Psychological dramas are fiddly beasts – either they end up too muddled for the common man, or harbinger of intellectual wonders that could pave ways to Oscar glory. Such was the case of GOOD WILL HUNTING, the shot-to-fame story of the 90’s, and inculcated any thick-skulled judge to concede to its gravitas. This, after all, is a film worthy of its praises. From its humble scriptwriting origins to its unpretentious direction and genuine performances, it seemed like the faerie tale story of the past decade by which two then unknown, unheard, unseen actors – namely Matt and Ben – who believed in the power of the pen and scribed a career-changing script that bolstered their names to what we now know as Damon and Affleck, two of Hollywood’s biggest man-stars. Accepting that Oscar for Best Original Screenplay must be memorable for them for the rest of their lives.

For these two fledgling writers writing about a tale of a local Bostonian bloke, realism is at its finest for they grew up in Boston themselves. The story is somewhat basic: a Harvard janitor solves the unanswered mathematical theories that riddled countless of Harvard professors. This reluctant genius is Will Hunting (a superb performance by Damon), and soon he realises about the important lessons in life, love, and choice. For a material that can be easily flooded with too much sentimentality, no-nonsense director Van Sant steers it all clear from drenched emotions, but rather gives us raw and straightforward humans in crises. In a scene where Will verbally pushes his girlfriend played by the lovely Minnie Driver, it’s a scene of pure performances by these two actors; him, psychotically disturbed by his past that he pushes people away from him before a sense of abandonment; her, fighting for what she believe in and holding on to it. As he receives sessions from a shrink, from a Psychology professor (the best performance you’ll ever see in Robin Williams, who won Best Supporting Actor nod for this), there’s a cinematic fire flaring in front of you. You’ll believe if you put two right actors on the screen together, they can both make wonders. See the scene where Will confront his demons, and the character of Robin Williams pours his pain – it’s amazingly moving.

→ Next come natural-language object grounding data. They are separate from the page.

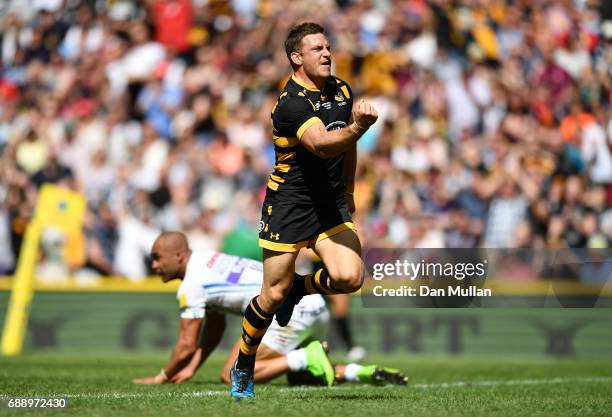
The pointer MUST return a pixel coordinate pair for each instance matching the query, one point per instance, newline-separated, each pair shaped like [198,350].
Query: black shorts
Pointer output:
[288,226]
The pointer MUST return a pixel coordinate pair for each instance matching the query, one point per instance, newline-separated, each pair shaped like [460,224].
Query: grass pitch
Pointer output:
[100,385]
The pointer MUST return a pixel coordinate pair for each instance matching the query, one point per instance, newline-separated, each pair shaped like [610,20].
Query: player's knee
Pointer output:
[274,296]
[349,279]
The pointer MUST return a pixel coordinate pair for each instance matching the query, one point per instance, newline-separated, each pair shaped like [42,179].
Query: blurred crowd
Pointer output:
[495,125]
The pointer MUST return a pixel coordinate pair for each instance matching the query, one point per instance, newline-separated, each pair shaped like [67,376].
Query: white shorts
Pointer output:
[310,320]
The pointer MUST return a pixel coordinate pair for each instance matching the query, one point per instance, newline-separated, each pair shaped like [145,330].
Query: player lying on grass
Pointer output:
[214,284]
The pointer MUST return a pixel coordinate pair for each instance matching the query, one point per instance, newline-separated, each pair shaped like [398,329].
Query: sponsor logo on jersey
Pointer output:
[338,124]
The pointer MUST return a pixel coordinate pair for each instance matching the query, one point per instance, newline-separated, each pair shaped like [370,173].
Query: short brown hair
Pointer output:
[297,33]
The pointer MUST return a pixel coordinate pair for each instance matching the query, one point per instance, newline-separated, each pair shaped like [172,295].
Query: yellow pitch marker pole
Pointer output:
[56,207]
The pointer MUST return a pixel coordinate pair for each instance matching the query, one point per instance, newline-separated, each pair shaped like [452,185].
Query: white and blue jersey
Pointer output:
[227,284]
[218,282]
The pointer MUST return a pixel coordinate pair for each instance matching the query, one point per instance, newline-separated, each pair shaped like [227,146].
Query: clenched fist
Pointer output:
[364,116]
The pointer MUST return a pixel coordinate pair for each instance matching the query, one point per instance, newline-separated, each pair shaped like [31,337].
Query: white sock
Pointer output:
[350,372]
[296,359]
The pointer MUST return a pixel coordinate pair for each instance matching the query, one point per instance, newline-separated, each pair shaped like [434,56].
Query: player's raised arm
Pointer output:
[211,335]
[327,144]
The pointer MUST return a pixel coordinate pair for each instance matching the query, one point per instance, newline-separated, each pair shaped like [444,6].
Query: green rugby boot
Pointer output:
[318,363]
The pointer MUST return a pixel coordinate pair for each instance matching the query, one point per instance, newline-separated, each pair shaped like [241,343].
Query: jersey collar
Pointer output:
[308,87]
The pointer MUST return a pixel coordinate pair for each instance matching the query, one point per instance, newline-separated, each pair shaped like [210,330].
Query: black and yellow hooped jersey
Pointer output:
[308,177]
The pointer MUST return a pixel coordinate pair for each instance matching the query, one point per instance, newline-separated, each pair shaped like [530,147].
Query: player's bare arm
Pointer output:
[348,173]
[184,349]
[327,144]
[211,335]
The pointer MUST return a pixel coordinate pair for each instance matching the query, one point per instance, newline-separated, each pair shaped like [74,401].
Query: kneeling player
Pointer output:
[214,284]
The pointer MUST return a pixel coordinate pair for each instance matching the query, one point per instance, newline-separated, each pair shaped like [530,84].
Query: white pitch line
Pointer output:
[453,384]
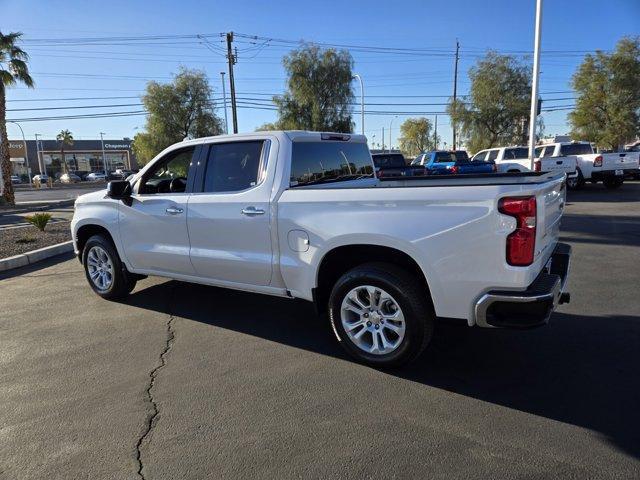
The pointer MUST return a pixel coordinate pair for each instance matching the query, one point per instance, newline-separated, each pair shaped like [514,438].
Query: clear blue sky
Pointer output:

Yet a cynic would certainly ask how a shoddy janitor could answer mathematical riddles in the level of the ancient Greek mathematicians, overshadowing the works of other great Harvard minds. That, however, is the film’s only falter. Plot device as that can be, this is a film about its characters and their complexity. And so is this film, complex and lingering: giving us that immortal lesson that academia is not everything. The real lessons we learn are in life itself.


Post debates may flare up whether geniuses are born not made, there’s no argument that this is a solid film of fine performances and confident direction. You’d wish Damon and Affleck would scribble more scripts. That Oscar is wonderfully deserved.